图像修复
[[open-in-colab]]
图像修复可以替换或编辑图像中的特定区域。这使其成为图像修复的有用工具,例如去除缺陷和伪影,甚至用全新的内容替换图像区域。图像修复依赖于一个掩码来确定要填充的图像区域;要修复的区域由白色像素表示,要保留的区域由黑色像素表示。白色像素由提示内容填充。
使用 🤗 Diffusers,你可以这样进行图像修复:
- 使用 [
AutoPipelineForInpainting
] 类加载图像修复检查点。这将自动检测并加载基于检查点的适当管道类:
import torch
from diffusers import AutoPipelineForInpainting
from diffusers.utils import load_image, make_image_grid
pipeline = AutoPipelineForInpainting.from_pretrained(
"kandinsky-community/kandinsky-2-2-decoder-inpaint", torch_dtype=torch.float16
)
pipeline.enable_model_cpu_offload()
# remove following line if xFormers is not installed or you have PyTorch 2.0 or higher installed
pipeline.enable_xformers_memory_efficient_attention()
- 加载基础图像和蒙版图像:
init_image = load_image("https://huggingface.co/datasets/huggingface/documentation-images/resolve/main/diffusers/inpaint.png")
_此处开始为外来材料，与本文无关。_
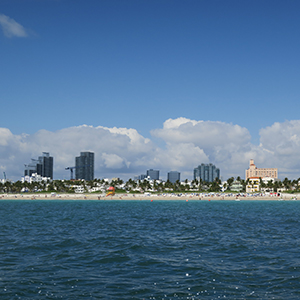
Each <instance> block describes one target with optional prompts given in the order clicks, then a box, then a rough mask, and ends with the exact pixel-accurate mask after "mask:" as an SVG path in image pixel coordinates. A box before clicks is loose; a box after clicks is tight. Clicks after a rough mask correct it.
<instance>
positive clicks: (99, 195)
mask: <svg viewBox="0 0 300 300" xmlns="http://www.w3.org/2000/svg"><path fill="white" fill-rule="evenodd" d="M297 199H299V200H300V194H293V195H291V194H281V195H280V196H275V195H274V196H273V195H262V196H226V194H224V195H221V196H215V195H214V196H212V195H210V196H208V195H205V196H204V195H201V194H200V195H198V196H196V195H185V194H184V195H181V196H179V195H175V194H174V195H167V194H160V195H159V194H150V195H144V194H117V195H114V196H106V195H104V194H34V193H30V194H27V193H23V194H2V195H0V200H103V201H109V200H123V201H126V200H146V201H153V200H182V201H188V200H198V201H199V200H200V201H201V200H206V201H214V200H224V201H227V200H231V201H232V200H235V201H236V200H238V201H245V200H267V201H270V200H271V201H282V200H285V201H288V200H297Z"/></svg>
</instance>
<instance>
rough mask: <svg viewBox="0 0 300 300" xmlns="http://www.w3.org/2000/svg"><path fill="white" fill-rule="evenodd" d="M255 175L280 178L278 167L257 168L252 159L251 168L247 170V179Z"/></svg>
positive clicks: (273, 177) (258, 175)
mask: <svg viewBox="0 0 300 300" xmlns="http://www.w3.org/2000/svg"><path fill="white" fill-rule="evenodd" d="M253 177H258V178H259V177H260V178H263V177H271V178H278V169H277V168H257V167H256V165H255V164H254V160H253V159H250V165H249V169H247V170H246V180H247V179H248V178H253Z"/></svg>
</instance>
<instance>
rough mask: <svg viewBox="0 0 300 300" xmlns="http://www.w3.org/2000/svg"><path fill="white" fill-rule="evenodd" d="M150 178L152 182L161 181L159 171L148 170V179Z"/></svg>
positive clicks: (147, 173)
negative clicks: (148, 177)
mask: <svg viewBox="0 0 300 300" xmlns="http://www.w3.org/2000/svg"><path fill="white" fill-rule="evenodd" d="M148 176H149V177H150V179H152V180H159V170H153V169H150V170H147V177H148Z"/></svg>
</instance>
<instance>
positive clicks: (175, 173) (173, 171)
mask: <svg viewBox="0 0 300 300" xmlns="http://www.w3.org/2000/svg"><path fill="white" fill-rule="evenodd" d="M168 180H169V181H170V182H172V183H175V182H176V181H177V180H178V181H180V172H177V171H171V172H168Z"/></svg>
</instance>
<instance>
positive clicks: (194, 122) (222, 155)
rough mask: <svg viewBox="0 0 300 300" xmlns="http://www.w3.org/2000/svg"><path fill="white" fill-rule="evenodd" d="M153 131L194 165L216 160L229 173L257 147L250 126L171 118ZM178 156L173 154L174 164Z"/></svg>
mask: <svg viewBox="0 0 300 300" xmlns="http://www.w3.org/2000/svg"><path fill="white" fill-rule="evenodd" d="M152 135H153V136H155V137H157V138H161V139H163V140H164V141H165V142H166V145H167V150H166V152H174V151H177V152H178V153H180V155H179V156H180V160H181V161H182V162H183V164H186V165H188V166H189V167H190V168H193V167H195V166H197V165H198V164H201V163H208V162H212V163H214V164H216V166H217V167H219V168H220V169H223V170H225V171H226V173H228V172H229V171H230V170H231V172H233V173H234V172H236V171H237V170H238V169H239V168H241V164H245V160H247V158H246V157H248V156H249V157H250V152H251V150H252V148H253V146H252V145H251V144H250V139H251V136H250V133H249V131H248V130H247V129H246V128H243V127H241V126H239V125H233V124H228V123H224V122H212V121H195V120H190V119H186V118H178V119H169V120H167V121H165V122H164V124H163V128H161V129H156V130H153V131H152ZM174 149H175V150H174ZM176 157H177V156H176V155H171V156H170V159H169V160H173V162H170V164H171V165H172V164H175V163H176V161H177V159H176Z"/></svg>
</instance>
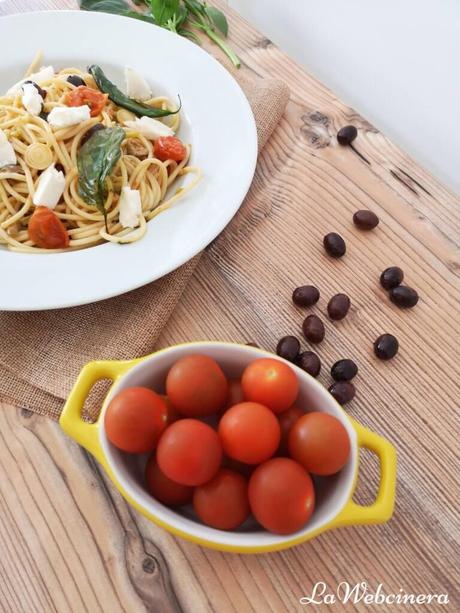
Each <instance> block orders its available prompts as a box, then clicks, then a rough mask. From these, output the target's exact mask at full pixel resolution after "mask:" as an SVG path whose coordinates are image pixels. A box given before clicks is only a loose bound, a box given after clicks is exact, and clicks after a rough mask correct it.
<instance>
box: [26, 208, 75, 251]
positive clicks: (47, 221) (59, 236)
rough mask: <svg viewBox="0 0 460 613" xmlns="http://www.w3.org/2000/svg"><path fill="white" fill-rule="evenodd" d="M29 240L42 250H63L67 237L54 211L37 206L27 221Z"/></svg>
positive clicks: (65, 229)
mask: <svg viewBox="0 0 460 613" xmlns="http://www.w3.org/2000/svg"><path fill="white" fill-rule="evenodd" d="M29 236H30V239H31V240H32V241H33V242H34V243H35V244H36V245H37V247H41V248H42V249H65V248H66V247H68V246H69V235H68V233H67V230H66V229H65V226H64V224H63V223H62V221H61V220H60V219H59V217H58V216H57V215H56V213H55V212H54V211H52V210H51V209H49V208H48V207H46V206H37V208H36V209H35V211H34V212H33V213H32V217H31V218H30V219H29Z"/></svg>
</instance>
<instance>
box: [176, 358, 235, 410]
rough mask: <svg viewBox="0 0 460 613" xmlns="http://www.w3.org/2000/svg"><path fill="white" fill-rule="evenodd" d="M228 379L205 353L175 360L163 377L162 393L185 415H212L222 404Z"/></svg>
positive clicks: (221, 405)
mask: <svg viewBox="0 0 460 613" xmlns="http://www.w3.org/2000/svg"><path fill="white" fill-rule="evenodd" d="M227 393H228V383H227V379H226V378H225V375H224V373H223V372H222V369H221V367H220V366H219V364H218V363H217V362H216V361H215V360H213V359H212V358H210V357H208V356H206V355H188V356H185V357H184V358H181V359H180V360H178V361H177V362H176V363H175V364H174V365H173V366H172V367H171V369H170V371H169V372H168V376H167V377H166V394H167V395H168V398H169V399H170V401H171V402H172V404H173V406H174V407H175V408H176V409H177V410H178V411H179V413H181V414H182V415H185V416H187V417H202V416H204V415H212V413H216V412H217V411H219V410H221V409H222V408H223V407H224V406H225V402H226V400H227Z"/></svg>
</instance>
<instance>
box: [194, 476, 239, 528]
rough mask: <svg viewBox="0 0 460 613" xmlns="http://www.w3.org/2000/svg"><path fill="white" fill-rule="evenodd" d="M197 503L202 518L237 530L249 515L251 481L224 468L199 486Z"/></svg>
mask: <svg viewBox="0 0 460 613" xmlns="http://www.w3.org/2000/svg"><path fill="white" fill-rule="evenodd" d="M193 507H194V509H195V512H196V514H197V515H198V517H199V518H200V519H201V521H202V522H203V523H205V524H207V525H208V526H212V527H213V528H217V529H218V530H235V528H238V526H241V524H242V523H243V522H244V521H245V520H246V519H247V517H248V515H249V501H248V484H247V481H246V479H245V478H244V477H242V476H241V475H239V474H238V473H236V472H234V471H232V470H228V469H227V468H222V469H221V470H219V472H218V473H217V475H215V476H214V477H213V478H212V479H211V481H208V482H207V483H205V484H204V485H200V486H199V487H196V488H195V491H194V492H193Z"/></svg>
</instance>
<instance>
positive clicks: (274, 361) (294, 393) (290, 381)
mask: <svg viewBox="0 0 460 613" xmlns="http://www.w3.org/2000/svg"><path fill="white" fill-rule="evenodd" d="M241 385H242V387H243V393H244V397H245V399H246V400H251V401H252V402H260V404H263V405H265V406H266V407H268V408H269V409H271V410H272V411H273V412H274V413H282V412H283V411H286V410H287V409H288V408H289V407H290V406H291V405H292V404H294V402H295V400H296V398H297V394H298V393H299V382H298V380H297V377H296V374H295V372H294V371H293V370H292V368H290V366H288V365H287V364H285V363H284V362H281V361H280V360H276V359H274V358H259V359H258V360H254V362H252V363H251V364H249V366H247V367H246V368H245V370H244V372H243V376H242V378H241Z"/></svg>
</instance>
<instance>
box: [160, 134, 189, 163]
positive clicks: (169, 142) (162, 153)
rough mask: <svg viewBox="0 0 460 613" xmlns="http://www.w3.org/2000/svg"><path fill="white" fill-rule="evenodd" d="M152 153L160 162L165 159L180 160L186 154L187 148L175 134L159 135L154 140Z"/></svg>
mask: <svg viewBox="0 0 460 613" xmlns="http://www.w3.org/2000/svg"><path fill="white" fill-rule="evenodd" d="M153 153H154V155H155V157H156V158H158V159H159V160H161V161H162V162H166V160H174V162H182V160H183V159H184V158H185V157H186V156H187V149H186V148H185V147H184V145H183V144H182V142H181V141H180V140H179V139H178V138H176V137H175V136H160V138H157V139H156V141H155V145H154V147H153Z"/></svg>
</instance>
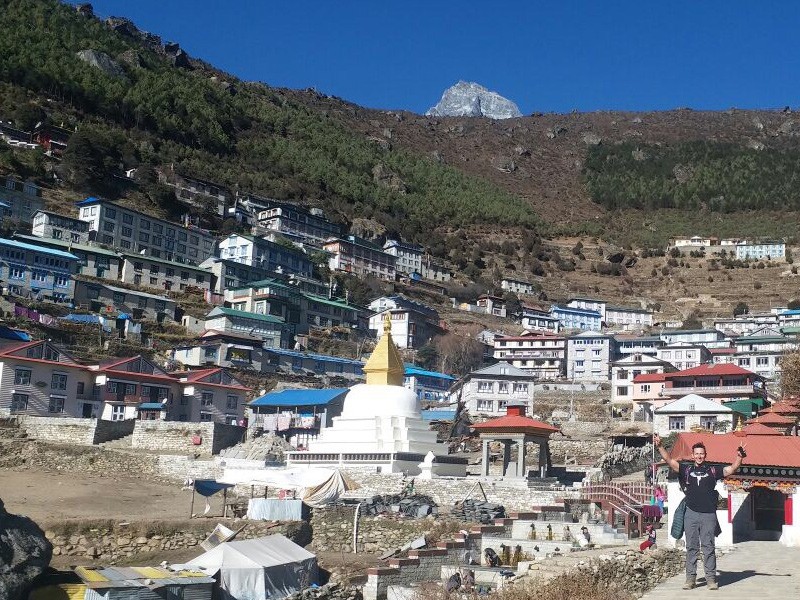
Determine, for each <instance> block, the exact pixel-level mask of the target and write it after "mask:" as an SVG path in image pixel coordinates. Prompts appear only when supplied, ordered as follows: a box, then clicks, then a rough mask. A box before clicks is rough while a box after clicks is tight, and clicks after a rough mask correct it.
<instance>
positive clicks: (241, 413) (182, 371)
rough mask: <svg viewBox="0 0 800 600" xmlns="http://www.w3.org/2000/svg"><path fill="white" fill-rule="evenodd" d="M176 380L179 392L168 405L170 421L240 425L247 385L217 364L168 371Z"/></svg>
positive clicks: (245, 402) (243, 411)
mask: <svg viewBox="0 0 800 600" xmlns="http://www.w3.org/2000/svg"><path fill="white" fill-rule="evenodd" d="M170 375H171V376H172V377H174V378H175V379H177V380H178V382H179V384H180V387H181V393H180V396H179V398H178V399H177V402H175V401H173V402H172V405H171V406H170V407H169V413H168V417H169V418H170V420H173V421H190V422H192V423H198V422H199V423H202V422H205V421H215V422H217V423H228V424H229V425H240V424H241V423H242V421H243V419H244V409H245V406H246V404H247V400H248V398H247V394H248V393H249V392H250V389H249V388H247V387H245V386H243V385H242V384H241V383H239V381H238V380H237V379H236V378H235V377H233V375H231V374H230V373H228V372H227V371H226V370H225V369H221V368H219V367H215V368H211V369H198V370H195V371H178V372H175V373H170Z"/></svg>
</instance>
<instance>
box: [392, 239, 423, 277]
mask: <svg viewBox="0 0 800 600" xmlns="http://www.w3.org/2000/svg"><path fill="white" fill-rule="evenodd" d="M383 251H384V252H386V253H387V254H391V255H392V256H394V257H396V258H397V260H396V261H395V269H396V270H397V272H398V273H409V274H411V273H420V274H422V246H417V245H415V244H407V243H403V242H399V241H397V240H386V243H385V244H384V245H383Z"/></svg>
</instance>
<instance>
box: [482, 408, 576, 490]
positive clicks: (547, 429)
mask: <svg viewBox="0 0 800 600" xmlns="http://www.w3.org/2000/svg"><path fill="white" fill-rule="evenodd" d="M472 429H473V431H476V432H477V433H478V434H479V435H480V439H481V442H482V454H481V456H482V459H483V463H482V467H481V468H482V471H481V474H482V475H483V476H484V477H486V476H488V475H489V458H490V455H489V444H491V443H492V442H500V443H501V445H502V447H503V466H502V470H501V473H502V475H503V476H504V477H518V478H520V479H527V478H528V468H527V467H526V466H525V446H526V444H528V443H534V444H537V445H538V446H539V473H538V476H539V477H546V476H547V471H548V469H549V468H550V452H548V448H547V445H548V442H549V440H550V436H551V435H552V434H554V433H557V432H560V431H561V430H560V429H559V428H558V427H555V426H553V425H550V424H549V423H544V422H542V421H537V420H536V419H532V418H530V417H528V416H526V415H525V404H524V403H522V402H509V403H508V404H507V405H506V415H505V416H504V417H498V418H496V419H491V420H489V421H486V422H485V423H479V424H477V425H473V426H472ZM515 444H516V446H517V460H516V461H515V462H513V463H512V461H511V449H512V447H513V446H514V445H515Z"/></svg>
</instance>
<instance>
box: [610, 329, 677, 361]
mask: <svg viewBox="0 0 800 600" xmlns="http://www.w3.org/2000/svg"><path fill="white" fill-rule="evenodd" d="M614 339H615V340H616V341H617V355H618V356H619V357H620V358H624V357H626V356H630V355H633V354H648V355H650V356H655V355H656V354H658V349H659V348H660V347H662V346H664V345H666V343H665V342H664V340H662V339H661V338H660V337H658V336H657V335H640V336H633V335H615V336H614Z"/></svg>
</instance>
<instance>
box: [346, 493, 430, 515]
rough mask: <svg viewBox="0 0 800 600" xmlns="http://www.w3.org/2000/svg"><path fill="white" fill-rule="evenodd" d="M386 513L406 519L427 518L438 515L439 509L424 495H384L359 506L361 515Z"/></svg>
mask: <svg viewBox="0 0 800 600" xmlns="http://www.w3.org/2000/svg"><path fill="white" fill-rule="evenodd" d="M387 512H392V513H400V514H402V515H405V516H407V517H427V516H428V515H431V514H433V515H435V514H438V512H439V507H438V506H437V505H436V502H434V500H433V498H431V497H430V496H426V495H424V494H414V495H413V496H401V495H400V494H385V495H383V496H373V497H372V498H370V499H369V500H367V501H366V502H363V503H362V504H361V514H362V515H379V514H383V513H387Z"/></svg>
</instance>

mask_image = load_image("https://huggingface.co/datasets/huggingface/documentation-images/resolve/main/diffusers/inpaint_mask.png")
- 创建一个提示,用于在图像中进行修复,并将其与基础图像和掩码图像一起传递给管道:
prompt = "a black cat with glowing eyes, cute, adorable, disney, pixar, highly detailed, 8k"
negative_prompt = "bad anatomy, deformed, ugly, disfigured"
image = pipeline(prompt=prompt, negative_prompt=negative_prompt, image=init_image, mask_image=mask_image).images[0]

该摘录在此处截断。